Scott Ball / Rivard Report
Fitness, finances, and environmental stewardship are just a few reasons that thousands of San Antonians ride their bikes to school and work. Many balk at cycling for even short distances in the summertime heat, but one alternative offers a solution: investing in an electric bicycle.
Robin Stallings is the executive director of BikeTexas, a nonprofit advocacy and education group that works to promote safe cycling across the state. In late May, he visited the Rivard Report's office with three "e-bikes" in tow. Equipped with removable lithium-ion batteries and electric motors, these bicycles are designed to assist riders' pedaling in order to ensure a ride that's easier, quicker, and less strenuous than their analog counterparts offer.
Our office has since been littered with locks, helmets, and electrically powered bikes being put to use for news assignments and work commutes.
Each of the bikes Stallings brought us are manufactured by eProdigy; two of them are of the tall "Jasper" model, while the third is a smaller, but slightly heavier "Banff" bicycle. They're city bikes through and through, designed with easily mountable step-through frames and a rear rack for groceries and other cargo. The racks also double as housing for their rechargeable batteries.
During his visit, Stallings showed reporter Rocío Guenther, Managing Editor Iris Dimmick, and me how the bikes work. A small dashboard computer in the middle of the handlebars can be controlled with three buttons located on the bikes' left handlebar: one that powers on the electric features, and "up" and "down" buttons for altering the amount of pedal assistance provided by the motor. The dashboard's simple LCD monitor reports speed in miles per hour, current assist level, the time, the temperature, and other details. The display's backlight illuminates the screen during nighttime rides.
The motor itself has five assist levels, from little help to maximum speed, and it kicks in as the cyclist pedals, shutting down when the brakes are engaged or the pedals stop moving. The motor assistance can be switched off, but the appeal of an e-bike is in its speed.
A built-in regulator will cut off the motor once it's moving at 20 miles per hour. Stallings explained that Texas law prohibits electric bikes from providing greater motor assistance, else the bicycle would have to be registered with the State. They also aren’t to weigh more than 100 pounds, though at about 50 pounds each, these are hefty machines. Thankfully the motor can be switched on to a low speed to help riders, say, lug the bike uphill.
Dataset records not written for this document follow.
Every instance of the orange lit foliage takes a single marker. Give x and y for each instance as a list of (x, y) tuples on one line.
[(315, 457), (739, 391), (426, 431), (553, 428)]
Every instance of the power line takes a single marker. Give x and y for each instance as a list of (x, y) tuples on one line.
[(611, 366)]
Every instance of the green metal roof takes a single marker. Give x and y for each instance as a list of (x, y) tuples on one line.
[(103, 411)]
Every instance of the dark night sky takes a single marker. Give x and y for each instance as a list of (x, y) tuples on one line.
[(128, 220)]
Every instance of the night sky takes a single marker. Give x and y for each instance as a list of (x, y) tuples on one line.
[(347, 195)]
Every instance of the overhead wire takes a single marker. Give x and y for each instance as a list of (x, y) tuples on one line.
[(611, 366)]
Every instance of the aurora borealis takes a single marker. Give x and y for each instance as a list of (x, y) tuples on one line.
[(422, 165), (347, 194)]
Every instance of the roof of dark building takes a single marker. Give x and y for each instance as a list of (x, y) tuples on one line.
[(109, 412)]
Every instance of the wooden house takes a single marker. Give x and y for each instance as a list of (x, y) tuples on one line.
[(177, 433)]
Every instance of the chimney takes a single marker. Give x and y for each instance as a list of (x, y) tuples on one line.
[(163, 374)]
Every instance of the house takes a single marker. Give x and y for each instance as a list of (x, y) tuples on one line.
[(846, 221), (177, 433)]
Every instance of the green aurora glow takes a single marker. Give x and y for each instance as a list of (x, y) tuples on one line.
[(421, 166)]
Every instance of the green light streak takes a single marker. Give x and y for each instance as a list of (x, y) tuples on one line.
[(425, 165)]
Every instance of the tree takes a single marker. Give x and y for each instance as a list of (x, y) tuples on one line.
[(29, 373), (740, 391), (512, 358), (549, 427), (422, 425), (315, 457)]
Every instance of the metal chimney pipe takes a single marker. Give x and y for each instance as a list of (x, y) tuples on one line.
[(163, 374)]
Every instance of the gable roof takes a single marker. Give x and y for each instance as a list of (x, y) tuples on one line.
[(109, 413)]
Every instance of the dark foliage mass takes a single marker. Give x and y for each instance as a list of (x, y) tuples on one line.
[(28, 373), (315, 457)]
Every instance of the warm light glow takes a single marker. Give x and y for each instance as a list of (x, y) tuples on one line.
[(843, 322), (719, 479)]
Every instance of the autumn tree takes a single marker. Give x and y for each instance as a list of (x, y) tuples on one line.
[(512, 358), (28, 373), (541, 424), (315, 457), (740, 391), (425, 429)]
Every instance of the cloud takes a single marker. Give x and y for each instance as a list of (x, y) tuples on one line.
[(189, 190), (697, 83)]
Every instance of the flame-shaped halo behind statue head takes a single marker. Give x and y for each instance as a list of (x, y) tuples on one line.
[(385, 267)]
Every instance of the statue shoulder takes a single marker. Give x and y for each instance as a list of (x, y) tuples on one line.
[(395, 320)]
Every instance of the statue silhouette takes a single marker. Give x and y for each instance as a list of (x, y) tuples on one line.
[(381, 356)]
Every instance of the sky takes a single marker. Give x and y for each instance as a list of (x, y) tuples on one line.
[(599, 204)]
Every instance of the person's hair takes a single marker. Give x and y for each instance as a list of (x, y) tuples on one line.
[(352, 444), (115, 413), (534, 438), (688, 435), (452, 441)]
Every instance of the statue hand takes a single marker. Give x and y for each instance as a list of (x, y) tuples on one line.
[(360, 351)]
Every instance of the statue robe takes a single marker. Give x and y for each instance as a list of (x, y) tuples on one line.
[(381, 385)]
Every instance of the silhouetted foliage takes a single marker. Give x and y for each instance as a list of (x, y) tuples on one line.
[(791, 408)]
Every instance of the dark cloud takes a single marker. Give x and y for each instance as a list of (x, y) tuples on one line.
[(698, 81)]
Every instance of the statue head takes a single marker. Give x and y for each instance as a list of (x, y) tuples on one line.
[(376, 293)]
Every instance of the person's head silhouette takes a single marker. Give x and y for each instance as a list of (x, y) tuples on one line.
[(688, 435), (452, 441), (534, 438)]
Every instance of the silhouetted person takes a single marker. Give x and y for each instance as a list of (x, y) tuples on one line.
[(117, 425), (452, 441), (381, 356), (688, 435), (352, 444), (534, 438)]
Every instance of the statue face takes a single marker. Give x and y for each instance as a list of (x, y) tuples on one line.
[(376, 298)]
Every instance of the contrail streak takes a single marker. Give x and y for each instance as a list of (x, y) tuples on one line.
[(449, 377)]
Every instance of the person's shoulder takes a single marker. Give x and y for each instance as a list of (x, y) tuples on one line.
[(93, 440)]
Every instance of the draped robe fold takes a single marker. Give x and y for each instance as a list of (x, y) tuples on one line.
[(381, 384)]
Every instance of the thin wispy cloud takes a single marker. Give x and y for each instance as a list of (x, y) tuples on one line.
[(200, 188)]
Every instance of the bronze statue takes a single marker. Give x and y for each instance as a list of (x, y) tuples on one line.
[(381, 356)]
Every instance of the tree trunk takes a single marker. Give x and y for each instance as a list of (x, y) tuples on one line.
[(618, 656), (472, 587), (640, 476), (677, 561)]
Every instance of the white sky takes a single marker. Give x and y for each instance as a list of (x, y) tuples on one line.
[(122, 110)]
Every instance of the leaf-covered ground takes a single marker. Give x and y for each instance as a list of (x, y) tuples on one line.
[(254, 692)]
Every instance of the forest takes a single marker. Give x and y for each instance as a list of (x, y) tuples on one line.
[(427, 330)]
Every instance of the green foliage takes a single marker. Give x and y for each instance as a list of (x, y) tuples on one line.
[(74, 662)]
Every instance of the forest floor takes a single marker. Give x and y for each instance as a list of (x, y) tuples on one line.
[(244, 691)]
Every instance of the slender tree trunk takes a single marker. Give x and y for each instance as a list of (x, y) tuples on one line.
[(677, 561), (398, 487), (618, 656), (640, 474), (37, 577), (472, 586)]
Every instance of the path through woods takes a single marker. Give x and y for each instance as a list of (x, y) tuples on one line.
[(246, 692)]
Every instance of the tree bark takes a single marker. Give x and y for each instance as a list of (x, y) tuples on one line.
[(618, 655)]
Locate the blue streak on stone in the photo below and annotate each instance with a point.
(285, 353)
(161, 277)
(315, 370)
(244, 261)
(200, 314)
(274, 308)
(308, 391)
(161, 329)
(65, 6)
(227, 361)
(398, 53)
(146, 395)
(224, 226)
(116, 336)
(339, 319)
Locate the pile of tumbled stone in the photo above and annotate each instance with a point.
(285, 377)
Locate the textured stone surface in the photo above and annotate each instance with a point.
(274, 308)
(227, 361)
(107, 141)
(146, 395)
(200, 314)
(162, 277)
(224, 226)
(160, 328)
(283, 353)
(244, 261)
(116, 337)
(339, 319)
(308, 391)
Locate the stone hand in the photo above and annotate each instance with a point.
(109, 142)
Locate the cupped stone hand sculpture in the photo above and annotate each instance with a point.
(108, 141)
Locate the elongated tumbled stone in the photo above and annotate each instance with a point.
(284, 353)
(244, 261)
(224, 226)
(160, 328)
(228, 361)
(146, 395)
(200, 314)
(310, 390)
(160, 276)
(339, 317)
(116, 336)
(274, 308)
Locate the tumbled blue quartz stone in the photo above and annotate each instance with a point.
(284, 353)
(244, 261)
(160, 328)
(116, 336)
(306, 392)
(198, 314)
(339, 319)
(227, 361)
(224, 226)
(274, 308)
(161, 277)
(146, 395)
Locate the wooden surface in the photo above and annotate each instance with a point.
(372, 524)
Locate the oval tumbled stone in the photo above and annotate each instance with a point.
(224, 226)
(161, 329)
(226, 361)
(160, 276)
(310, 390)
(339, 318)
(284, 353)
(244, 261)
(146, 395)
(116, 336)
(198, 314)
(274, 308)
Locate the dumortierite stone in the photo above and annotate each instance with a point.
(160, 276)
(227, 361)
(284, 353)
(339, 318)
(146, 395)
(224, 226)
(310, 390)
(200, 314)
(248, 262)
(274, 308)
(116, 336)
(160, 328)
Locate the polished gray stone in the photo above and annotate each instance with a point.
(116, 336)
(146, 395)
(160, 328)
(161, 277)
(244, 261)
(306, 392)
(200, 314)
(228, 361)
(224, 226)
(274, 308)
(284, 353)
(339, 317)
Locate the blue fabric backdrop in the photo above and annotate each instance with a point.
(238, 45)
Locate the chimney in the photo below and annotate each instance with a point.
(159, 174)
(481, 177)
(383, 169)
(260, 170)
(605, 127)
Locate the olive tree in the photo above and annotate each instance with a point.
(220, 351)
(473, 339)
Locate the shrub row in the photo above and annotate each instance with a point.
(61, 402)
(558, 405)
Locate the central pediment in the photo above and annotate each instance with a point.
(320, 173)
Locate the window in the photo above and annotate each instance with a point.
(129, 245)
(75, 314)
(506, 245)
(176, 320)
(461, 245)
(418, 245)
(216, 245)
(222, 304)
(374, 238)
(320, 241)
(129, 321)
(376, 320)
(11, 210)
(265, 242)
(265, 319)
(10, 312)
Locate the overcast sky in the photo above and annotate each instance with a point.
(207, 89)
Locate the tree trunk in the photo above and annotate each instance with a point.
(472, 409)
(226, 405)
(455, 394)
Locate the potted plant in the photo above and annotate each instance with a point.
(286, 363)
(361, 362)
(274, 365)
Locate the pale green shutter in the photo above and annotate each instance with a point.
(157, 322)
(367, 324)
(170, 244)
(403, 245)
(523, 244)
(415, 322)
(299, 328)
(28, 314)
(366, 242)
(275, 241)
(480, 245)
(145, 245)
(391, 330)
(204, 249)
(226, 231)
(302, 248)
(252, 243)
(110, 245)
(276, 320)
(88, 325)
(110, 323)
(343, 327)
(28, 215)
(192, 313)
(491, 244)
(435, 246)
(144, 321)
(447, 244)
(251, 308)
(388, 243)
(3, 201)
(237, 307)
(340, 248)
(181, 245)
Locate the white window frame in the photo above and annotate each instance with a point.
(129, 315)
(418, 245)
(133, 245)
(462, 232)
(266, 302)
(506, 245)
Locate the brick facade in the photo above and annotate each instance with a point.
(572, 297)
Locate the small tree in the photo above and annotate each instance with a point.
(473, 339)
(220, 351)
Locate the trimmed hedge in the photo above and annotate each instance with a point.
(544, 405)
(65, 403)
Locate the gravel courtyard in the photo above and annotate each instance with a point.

I strongly prefer using an e-bike over driving my car to work each day. I've saved hundreds that I would have otherwise spent on parking and gas, and I've made a mild workout of my daily travel. I would definitely break a sweat if I made my three-mile morning commute on a regular bike, but the motor assistance makes the ride much easier than it would be otherwise. Good thing, too, since my route home is mostly uphill.
With the electric assistance on high settings, terrain is a breeze. The physical exertion going uphill on the Jasper is about equal to what I'd be doing if I were riding any other bike on a flat road. I can take the bike to work and back home three or four days in a row before having to charge the battery overnight; eProdigy's 60-mile range estimate seems overly optimistic to me, especially if you spend a lot of time on the higher assist levels – and you'll want to.
The worst thing about an electric bike is the price tag. The eProdigy Jasper retails at $2,700 and the Banff comes in at $2,600. I've seen various e-bikes range from $700 to more than $7,000 online. Consumer reviews sources like the Austin-based Electric Bike Review cut through the marketing materials and find the best value for what you're looking for, whether that's a full-suspension mountain bike or something a little simpler for the road.
But even a few thousand dollars is cheaper than a car, automobile insurance, and related maintenance and parking costs. Those interested in enjoying the benefits of a cyclist's commute, but daunted by Texas temperatures may want to consider an electric bike as an attractive alternative to driving every day.
Correction: An earlier version of this article stated that electric bikes weight about 60 pounds. They weigh about 50 pounds.